- Directed by: Praveen Jain
- Screenplay by: Krishna Prasad, Mithun Prasad
- Story by: Krishna Prasad, Mithun Prasad
- Produced by: Sadhana N Shetty
- Starring: Bhavya Diganth Soorya Sarita Jain
- Cinematography: Suresh Babu
- Edited by: Shyam
- Music by: S. P. Chandrakanth (Lyrics by: Vijay Kumar Kodialbail)
- Production company: Bhramari Creations
- Release date: 15 August 2006;
- Running time: 2hr 30mins
- Country: India
- Language: Tulu

= Kadala Mage =

Kadala Mage is a 2006 Indian Tulu-language romantic drama film directed by Praveen Jain and starring Bhavya, Diganth (in his Tulu debut), Soorya, and Sarita Jain in the lead roles. The film was a box office success and won the Karnataka State Film Award for Best Regional Film.

== Plot ==
Karna hails from the Marakala fisherman community and lives with his family on the seaside. Arun is a college-goer and is spoiled rich brat. He mistakes Anjali's friendship with him for love. They both go to the seaside where they meet Karna. Anjali falls in love with Karna, who does not reciprocate her love. In an unfortunate incident, Karna becomes impoverished whereas Arun tries to reform himself. What happens to Karna and who Anjali chooses forms the rest of the story.

== Cast ==
Source

== Production ==
Saritha Jain, who worked in Chellata (2006), made her lead debut through this film after the makers of the film saw her photographs on a website.
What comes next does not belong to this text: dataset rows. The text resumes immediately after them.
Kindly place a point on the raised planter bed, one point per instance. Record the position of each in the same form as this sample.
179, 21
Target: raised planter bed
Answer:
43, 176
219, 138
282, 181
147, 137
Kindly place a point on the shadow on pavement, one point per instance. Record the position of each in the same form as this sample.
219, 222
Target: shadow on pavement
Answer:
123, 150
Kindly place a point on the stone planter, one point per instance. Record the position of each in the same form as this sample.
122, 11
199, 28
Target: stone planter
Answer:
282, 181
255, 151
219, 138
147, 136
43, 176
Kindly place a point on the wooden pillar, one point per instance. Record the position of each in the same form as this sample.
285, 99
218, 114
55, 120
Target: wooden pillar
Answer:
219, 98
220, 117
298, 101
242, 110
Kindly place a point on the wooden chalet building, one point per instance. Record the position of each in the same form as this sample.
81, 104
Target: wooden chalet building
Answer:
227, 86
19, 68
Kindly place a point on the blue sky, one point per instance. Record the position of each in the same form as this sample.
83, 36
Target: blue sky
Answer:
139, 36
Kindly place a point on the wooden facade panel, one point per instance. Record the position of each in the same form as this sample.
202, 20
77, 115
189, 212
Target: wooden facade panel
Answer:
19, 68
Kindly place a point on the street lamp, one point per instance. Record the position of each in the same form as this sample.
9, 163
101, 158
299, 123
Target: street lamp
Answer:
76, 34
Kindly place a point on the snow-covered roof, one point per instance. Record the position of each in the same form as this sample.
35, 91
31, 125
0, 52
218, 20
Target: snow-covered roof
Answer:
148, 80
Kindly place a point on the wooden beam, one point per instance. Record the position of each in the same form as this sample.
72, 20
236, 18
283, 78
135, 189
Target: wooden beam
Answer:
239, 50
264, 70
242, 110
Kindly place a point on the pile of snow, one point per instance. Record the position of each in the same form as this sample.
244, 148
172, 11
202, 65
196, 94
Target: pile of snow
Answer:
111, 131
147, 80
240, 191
The film is about the Marakala (Mogaveera in Kannada) fishing community in coastal Karnataka, and was shot in Bennekudru, Kaup, Malpe, Mattu, Manipal, and Udupi.

== Music ==
The music was composed by S. P. Chandrakanth and was released under the Satyam Music audio label.

== Release ==
The film was released in Mangalore and Udupi on 15 August 2006. The film was not released on CDs.